Este salmantino, víctima de abusos sexuales entre los 10 y los 20 años, escuchó el lunes desde el Obispado de Salamanca la lectura de su sentencia en una carta del Vaticano. En ella se especifica que Isidro López Santos, párroco denunciado, "no podrá vestir más los hábitos, ni estar con menores sino es en presencia de un adulto". Pero a Javier no le satisface esta decisión, ya que asegura: "No me vale que se vaya a la cama con un padrenuestro y la tripa llena".

 

Paz ha solicitado la copia de la sentencia a Roma para poder recurrirla porque, en su opinión, "no existe una reparación de daños. Y no quiero dinero, pero ellos tienen que pagar, aunque sea algo simbólico. Y no solo a mí, sino a todos los perjudicados. Y no es que tenga que pagar Isidro, que pague la Iglesia como ente responsable, porque sabía lo que pasaba y lo encubrió", asegura.

 

CAMBIO LEGISLATIVO COMO META

 

El primer gran objetivo de Javier es "un cambio legislativo": Que se endurezcan las penas y los delitos no prescriban.

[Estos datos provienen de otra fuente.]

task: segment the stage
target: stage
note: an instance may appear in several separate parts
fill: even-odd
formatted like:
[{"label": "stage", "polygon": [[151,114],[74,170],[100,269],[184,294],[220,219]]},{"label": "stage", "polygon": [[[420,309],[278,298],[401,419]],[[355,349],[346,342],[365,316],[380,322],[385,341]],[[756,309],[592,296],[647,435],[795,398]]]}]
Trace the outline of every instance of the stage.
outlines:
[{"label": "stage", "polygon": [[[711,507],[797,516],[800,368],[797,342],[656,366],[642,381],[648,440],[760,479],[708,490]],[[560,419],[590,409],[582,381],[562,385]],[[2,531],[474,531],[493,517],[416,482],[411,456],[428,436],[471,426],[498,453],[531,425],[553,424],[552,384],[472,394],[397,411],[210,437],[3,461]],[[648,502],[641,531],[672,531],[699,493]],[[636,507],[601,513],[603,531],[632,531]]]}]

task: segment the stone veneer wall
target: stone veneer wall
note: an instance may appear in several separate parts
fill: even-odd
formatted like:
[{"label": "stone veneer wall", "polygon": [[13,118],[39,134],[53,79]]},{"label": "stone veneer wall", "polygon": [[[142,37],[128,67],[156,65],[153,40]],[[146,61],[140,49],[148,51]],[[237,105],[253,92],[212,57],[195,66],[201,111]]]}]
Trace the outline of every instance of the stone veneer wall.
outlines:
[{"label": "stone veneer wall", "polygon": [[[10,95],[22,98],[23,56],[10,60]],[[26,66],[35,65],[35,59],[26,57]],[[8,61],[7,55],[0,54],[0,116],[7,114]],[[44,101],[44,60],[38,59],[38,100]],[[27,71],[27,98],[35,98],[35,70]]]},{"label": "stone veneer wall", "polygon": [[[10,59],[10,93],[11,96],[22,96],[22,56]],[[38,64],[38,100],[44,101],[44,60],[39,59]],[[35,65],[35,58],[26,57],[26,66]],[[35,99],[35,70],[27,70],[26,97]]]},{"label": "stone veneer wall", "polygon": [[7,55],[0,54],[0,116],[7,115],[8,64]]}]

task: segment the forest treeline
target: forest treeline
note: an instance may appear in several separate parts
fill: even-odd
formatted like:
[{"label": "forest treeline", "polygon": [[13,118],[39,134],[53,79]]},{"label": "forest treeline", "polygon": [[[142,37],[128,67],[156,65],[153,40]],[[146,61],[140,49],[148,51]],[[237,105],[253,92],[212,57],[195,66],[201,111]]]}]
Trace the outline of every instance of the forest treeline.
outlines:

De este modo, añade: "Estos hechos no pueden prescribir porque en mi caso, por ejemplo, empecé a recordar con 28 años".

 

Pero además, Paz Ledesma quiere "pegar un silbido a la gente y que sepan que la negación o la vergüenza no arreglan nada". De este modo se dirige tanto a los adultos que sufrieron abusos de niños para que lo hagan público, como a los padres que ahora tienen hijos "para que intervengan en caso de que vean alteraciones de conducta". El salmantino, actualmente educador en Huesca, asegura que "el abuso se ve en los ojos. Y eso el dinero no lo arregla".

 

"Hasta que no hablas no quedas en paz, es como una terapia", asegura Javier Paz

Paz es consciente de que el camino no es fácil: "Es como saltar desde un puente. Da miedo y cuesta mucho", pero asegura que "hasta que no hablas no quedas en paz, es como una terapia". El salmantino recuerda cómo su madre, cuando él tenía 12 o 13 años se dirigió al párroco condenado y le confesó que notaba a su hijo "raro" y que dudaba con "llevarle a un psicólogo". Isidro le aseguró: "Javier lo que tendrá son pecados sin confesar. No le lleves a un psicólogo que esos son unos comecocos y unos sacadineros", añade. Por eso, en la actualidad, anima a los padres con alguna duda a que se pongan en manos de profesionales: "En ADAVAS (Asociación de Asistencia a Víctimas de Agresiones Sexuales y Violencia de Género) hay psicólogos que pueden ayudar muchísimo, aunque realmente yo pediría que la Fiscalía de Menores actuara de oficio", añade.

 

Javier Paz quiere reflejar además que en su caso hay más gente implicada que el propio párroco que abusó de él en la iglesia de San Julián: "Todos los obispos que ha habido en Salamanca lo sabían y lo ocultaron: Braulio, Mauro y Carlos López", señala. En su día, Paz asegura que le ofrecieron dinero a cambio de silencio: "Una cantidad fija más una pensión vitalicia. Eran 900.000 euros, que ahora dicen que es un chantaje por mi parte, cuando la realidad es que es un soborno por la suya". 

 

En su caso, la tenacidad de Javier Paz le ha llevado a luchar por publicar un libro que ayude al resto de víctimas o montar una asociación para respaldar a la gente con su mismo problema. De momento agradece que su caso, al menos, esté ayudando a otras personas a dar un "paso adelante y no seguir callados".